Note: R=Rural, OU=Other Urban, SMA=Standard Metropolitan Area

Economic Growth and Malnutrition

• To achieve the MDG target, Bangladesh would need to reduce child underweight rates from their level of 52 percent in 2000 to about 33 percent by 2015.

• Given the relationship between underweight rates and income, per capita income would need to increase by 214 percent between 2000 and 2015 – or at an annual rate of 7.9 percent.

Growth and Malnutrition (cont’d)

• Given that the Bangladeshi economy has grown at an average rate of 1.8% per annum in the 1980s and 3.1% in the 1990s, a 7.9% growth rate is highly unlikely.

• This in turn means that other direct interventions will also be necessary in attaining the MDG of halving child malnutrition by 2015.

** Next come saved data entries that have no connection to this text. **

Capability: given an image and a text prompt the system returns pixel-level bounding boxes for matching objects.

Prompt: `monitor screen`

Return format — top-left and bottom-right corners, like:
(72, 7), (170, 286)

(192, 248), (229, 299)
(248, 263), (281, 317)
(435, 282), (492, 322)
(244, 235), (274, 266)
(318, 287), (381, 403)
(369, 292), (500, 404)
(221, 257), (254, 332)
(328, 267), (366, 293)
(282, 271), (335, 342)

Pro-Poor Growth and Malnutrition

• At the same time, the results show much stronger effects of income on malnutrition among the poorest quintile than among the population as a whole.

• A 1,000-taka increase in per capita consumption expenditure is associated with a reduction of 0.9 percentage points in child underweight rates in the entire population but a reduction of 5 percentage points in underweight rates among the bottom consumption quintile.

Pro-Poor Growth (cont’d)

• This suggests that pro-poor economic growth will bring down malnutrition rates more rapidly than ‘neutral’ growth.

• Pro-poor growth will also reduce gender disparity in malnutrition, since gender disparity in severe malnutrition narrows with economic status.

Conclusions

• Importance of pro-poor growth to reduction in malnutrition

• Public transfer and relief programs that provide food to the poor in child need to be retained/expanded within a malnutrition reduction strategy.

• Geographical targeting of malnutrition interventions

• The finding that malnutrition rates are high even among the better-off suggest that there is a need for integrating nutrition education to mothers and care-givers within a malnutrition reduction strategy.

• Strong and lasting effects of natural disasters on child malnutrition. Thus, efforts to reduce the vulnerability of poor households to weather- and environment-induced shocks must also be part of a comprehensive malnutrition-reduction strategy.